When I see numbers in fiction that are in some kind of mathematical relationship with each other, I reflexively check the math. (Well, for basic math/arithmetic, anyway.)

Like, if a story says “They traveled at 500 mph from California to Japan, arriving in 45 minutes,” then I think, Hmm, it’s 5,000+ miles from California to Japan, so if they’re traveling at 500 mph, the trip would take 10+ hours. Wait, the text says it would take only 45 minutes! This text is WRONG!!!

I’ve done this kind of checking for as long as I can remember. And I’m not sure why.

In almost all cases, the question of whether the math is correct or not makes no difference at all to the story. (Yes, I know, there are some cases where it makes a big difference, but I’m not talking about those cases.) And in most cases, it’s not immediately obvious at a glance whether the math is right or not; if I didn’t take the time to explicitly check, then I wouldn’t know and it wouldn’t matter.
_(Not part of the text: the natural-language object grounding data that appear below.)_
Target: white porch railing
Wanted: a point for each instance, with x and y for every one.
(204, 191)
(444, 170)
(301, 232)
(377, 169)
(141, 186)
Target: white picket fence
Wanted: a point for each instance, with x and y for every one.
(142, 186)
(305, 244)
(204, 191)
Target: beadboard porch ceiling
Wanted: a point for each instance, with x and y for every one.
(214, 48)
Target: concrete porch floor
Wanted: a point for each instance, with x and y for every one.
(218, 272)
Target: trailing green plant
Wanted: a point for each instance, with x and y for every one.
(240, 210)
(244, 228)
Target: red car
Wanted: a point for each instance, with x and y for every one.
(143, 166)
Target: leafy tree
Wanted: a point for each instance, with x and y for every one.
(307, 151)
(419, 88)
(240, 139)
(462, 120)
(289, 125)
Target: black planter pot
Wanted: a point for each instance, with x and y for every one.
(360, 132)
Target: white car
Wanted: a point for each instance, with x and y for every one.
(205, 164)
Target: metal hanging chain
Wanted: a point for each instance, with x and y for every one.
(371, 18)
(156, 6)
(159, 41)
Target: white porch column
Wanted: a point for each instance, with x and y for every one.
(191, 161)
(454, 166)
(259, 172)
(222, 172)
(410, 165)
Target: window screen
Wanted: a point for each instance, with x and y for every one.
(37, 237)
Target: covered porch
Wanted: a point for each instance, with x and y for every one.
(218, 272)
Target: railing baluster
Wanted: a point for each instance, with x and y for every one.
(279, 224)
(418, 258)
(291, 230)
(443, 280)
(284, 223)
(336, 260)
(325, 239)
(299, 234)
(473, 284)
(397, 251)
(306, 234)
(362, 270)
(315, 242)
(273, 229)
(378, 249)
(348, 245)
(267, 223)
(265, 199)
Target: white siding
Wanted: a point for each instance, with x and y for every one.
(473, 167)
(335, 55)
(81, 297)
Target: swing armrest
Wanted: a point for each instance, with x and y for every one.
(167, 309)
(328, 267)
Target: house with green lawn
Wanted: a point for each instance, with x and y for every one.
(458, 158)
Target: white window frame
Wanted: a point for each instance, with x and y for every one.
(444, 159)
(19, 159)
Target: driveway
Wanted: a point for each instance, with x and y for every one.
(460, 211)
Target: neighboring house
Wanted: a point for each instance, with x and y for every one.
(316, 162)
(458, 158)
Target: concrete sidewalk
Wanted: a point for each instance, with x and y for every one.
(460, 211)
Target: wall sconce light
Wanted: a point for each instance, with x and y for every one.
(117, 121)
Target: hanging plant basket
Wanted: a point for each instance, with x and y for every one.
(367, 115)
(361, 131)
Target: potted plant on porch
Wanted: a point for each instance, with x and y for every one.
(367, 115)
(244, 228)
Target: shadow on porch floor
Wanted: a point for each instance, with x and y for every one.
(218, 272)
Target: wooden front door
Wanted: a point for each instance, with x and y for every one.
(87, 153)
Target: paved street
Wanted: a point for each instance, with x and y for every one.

But somehow, I feel the need to check. If the math is right (as it usually is), I suppose I get a small sense of satisfaction—maybe because it reassures me to find that the author’s reality and my reality are in sync and that math works the same for both of us, or maybe just because at some level of my mind, correctness is in itself a virtue. (I recognize that that’s a problematic attitude, and I try not to get carried away with it.) If the math is wrong, I get a small sense of unhappiness, similar to how I feel when I see a typo, because something is wrong.

If math comes up in a work that I’m editing, then it makes perfect sense for me to check it. But in most cases where I do this kind of checking, I’m not editing, and the work that I’m reading was published long ago; it’s not like I’m going to drop a note to the author or the publisher asking them to fix a story that was published in 1950.

So I’m not sure how I got into this habit. I do this checking-the-numbers in non-sf too, and even nonfiction, but I suspect that I picked up the habit from reading a lot of 1940s-1950s sf in which the math is explicitly written out. At this point, I’ve been doing it for so long that it feels completely ordinary to me. I think it was only sometime in the past few weeks that it consciously occurred to me that I don’t really need to check all the math I run into.

I generally don’t check advanced math or physics or other fields that I don’t know as well or can’t check as easily. Once in a while, a claim in a story will seem so unlikely to me that I’ll go do some research about it to find out whether it’s true, but that’s a different category of issue; in that case, I’m checking something because I think it might not be true, rather than just out of habit.

But for basic math, if I see it in a story, I’ll check it.

So now I’m wondering: is this a common habit? Do y’all who like math do this kind of checking as a matter of course? Again, I don’t mean noticing obvious errors, I mean pausing in your reading to do some calculations in order to see whether the numbers given are correct.

One Response to “Checking the math”

  1. Sumana Harihareswara

    I do not do it EVERY time, but I think I do this arithmetic once in a while, if something feels really off, or if I’m trying to work out some worldbuilding I don’t understand yet and I think the word problem is a form of incluing. For instance, the “shift” unit of time in Situation Normal features in a conversation where someone is trying to understand some duration (measured in shifts) in terms of our usual time measurements (e.g. days). I probably stopped and tried to check as a way of understanding how long shifts, decishifts, centishifts, etc. were.